Results:  Of 740 infants, 75 were HIV-infected and 63 were enrolled to the study; 12 were ineligible. Disease progression was rapid, with 85% deferred infants reaching CD4 ≤25% by 6 months of age. CMV PCR was undertaken on 54 of 63 (86%) infants; 32 of 54 (59%) were CMV⁺ by median 98 days of life (IQR 88 to 103). CMV⁺ infants were more likely than CMV^– infants to be breastfed (p = 0.01), but there was no difference in infant HIV viral load or maternal disease status. Birth CD4 count was similar between CMV⁺ and CMV^– infants (median 45% in both groups) but CD4 decline from birth was twice as rapid in CMV⁺ compared to CMV^– infants (median 10.5% / month vs 5.0% / month; P=0.007) and pre-ART CD4 nadir was significantly lower (median 21% vs 37%; p <0.0001). There was no effect of CMV or HIV viral load on speed of CD4 decline. Morbidity and mortality were similar between groups but there was a trend towards more failure-to-thrive in CMV⁺ infants (p = 0.07). Strikingly, CD4 counts after 12 months ART remained significantly lower in CM^V+ compared to CMV^– infants (median 29% vs 36%; p = 0.004).

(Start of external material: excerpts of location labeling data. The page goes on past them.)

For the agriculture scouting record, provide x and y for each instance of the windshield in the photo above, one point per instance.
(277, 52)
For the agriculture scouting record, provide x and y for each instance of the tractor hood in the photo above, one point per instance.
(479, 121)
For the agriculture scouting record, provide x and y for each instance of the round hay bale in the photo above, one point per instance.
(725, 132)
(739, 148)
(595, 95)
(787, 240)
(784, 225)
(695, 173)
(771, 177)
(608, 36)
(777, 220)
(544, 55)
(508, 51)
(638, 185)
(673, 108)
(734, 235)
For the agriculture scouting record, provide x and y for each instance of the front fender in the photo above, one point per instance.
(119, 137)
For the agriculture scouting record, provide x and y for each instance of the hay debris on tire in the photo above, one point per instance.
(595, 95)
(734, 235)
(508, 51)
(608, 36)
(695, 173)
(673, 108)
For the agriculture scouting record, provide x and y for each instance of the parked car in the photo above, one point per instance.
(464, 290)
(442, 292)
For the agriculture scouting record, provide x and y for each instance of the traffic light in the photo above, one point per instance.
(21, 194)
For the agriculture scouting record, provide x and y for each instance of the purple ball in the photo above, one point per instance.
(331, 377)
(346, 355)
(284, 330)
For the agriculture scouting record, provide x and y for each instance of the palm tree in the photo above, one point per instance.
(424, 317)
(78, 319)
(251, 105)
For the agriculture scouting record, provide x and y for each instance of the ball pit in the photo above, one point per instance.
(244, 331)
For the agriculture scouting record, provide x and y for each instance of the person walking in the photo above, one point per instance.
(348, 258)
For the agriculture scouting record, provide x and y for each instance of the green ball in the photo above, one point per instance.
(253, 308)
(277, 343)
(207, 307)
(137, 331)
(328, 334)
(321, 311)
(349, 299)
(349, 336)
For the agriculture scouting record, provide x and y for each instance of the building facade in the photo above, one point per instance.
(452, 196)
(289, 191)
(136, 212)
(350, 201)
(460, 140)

Conclusions:  CMV infection doubles the speed of HIV disease progression in Sub-Saharan African infants. The role of CMV as a co-factor in resource-limited settings has hitherto been overlooked. Over half of HIV-infected infants acquired CMV in the first 4 months of life, and these infants had more rapid CD4 decline and reduced CD4 reconstitution on ART. The speed of disease progression in dual-infected infants highlights the urgency of early HIV diagnosis and ART initiation in this setting and raises the possibility of CMV treatment as a means of slowing disease progression and improving immune reconstitution in HIV-infected African infants.